LONDON (Reuters) – A report on Norwegian energy firm Equinor’s <EQNR.OL> loss-making investments in the United States detailed significant problems the state-controlled company should have dealt with faster, its chair and chief executive said on Friday.
Equinor made a series of acquisitions of onshore and offshore petroleum reserves in the United States in the years before the 2014-2016 oil price crash, eventually leading to accumulated losses and write-offs of $20.4 billion dollars.
In June, Norway’s energy minister said Equinor must be more transparent about its foreign businesses.

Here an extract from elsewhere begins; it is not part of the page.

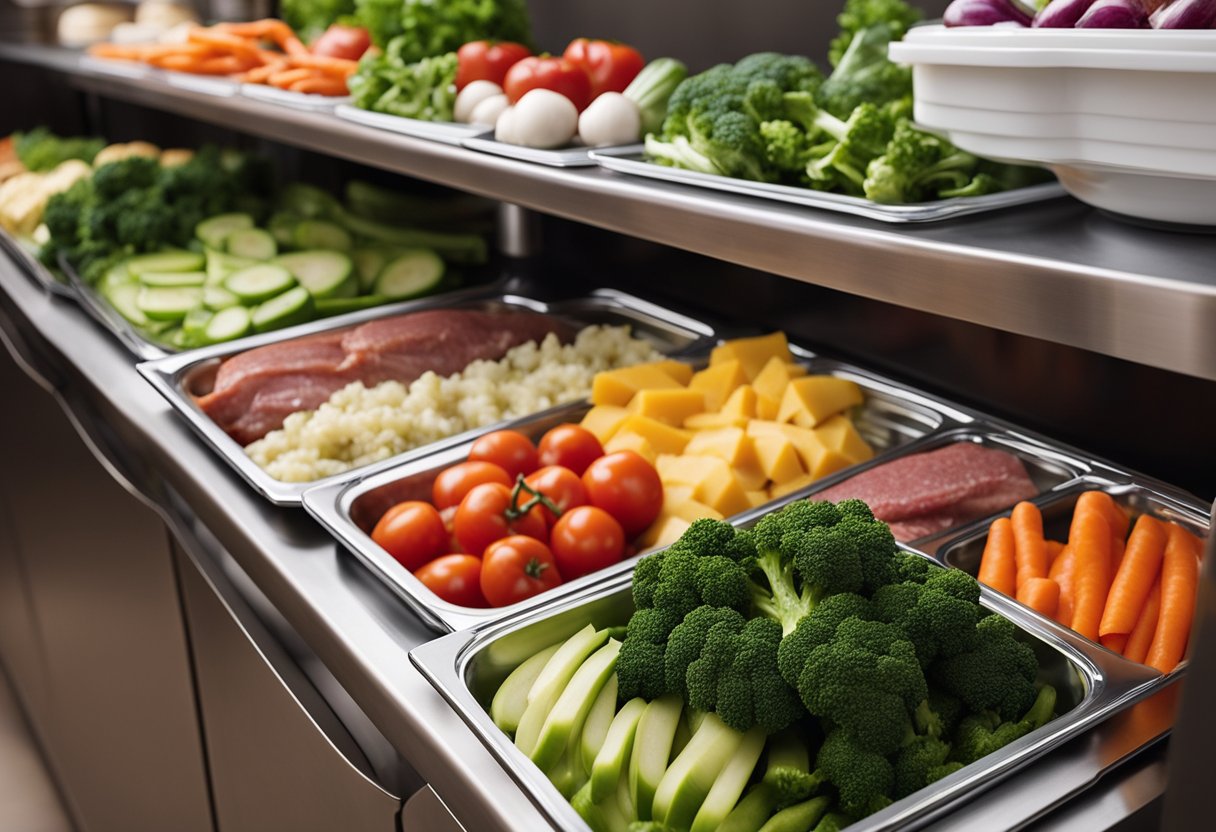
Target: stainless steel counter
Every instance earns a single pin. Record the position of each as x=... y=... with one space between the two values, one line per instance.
x=1057 y=270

“Equinor has recorded large financial losses in the US. These were mainly driven by an ambitious growth strategy and investments that were based on overly optimistic price assumptions,” Equinor’s chairman Jon Erik Reinhardsen said.
“Rapid growth for a period led to significant control problems. The board and management should have seen and addressed this sooner.”
The review, led by a PWC accountant Eli Moe-Helgesen, was based on more than 120 interviews and documents dating back to 2005, Equinor said.
It revealed, among many things, that Equinor bought a turkey at a charity rodeo in Houston for $30,000; just one of many decisions the report criticised.
It referred to Equinor’s “limited onshore competence experience in senior leadership”. It said the company did not properly check if assets would make money at lower prices and key risks were “not sufficiently understood and challenged by decision makers”.
“We still see room for improvement, and the recommendations reflect this. They primarily cover how Equinor acquires and integrates assets and companies outside its core business,” said Moe-Helgesen.
“This is tough reading for many. We made investments that were no longer robust when the markets turned, and we should have seen the control problems in the onshore business earlier,” said Equinor CEO Eldar Saetre.
Norway’s Petroleum Minister Tina Bru said the report was thorough and “paints a picture of a company that underestimated the task they took on, overestimated their own abilities, took too high a risk and reacted too late to address the problems.”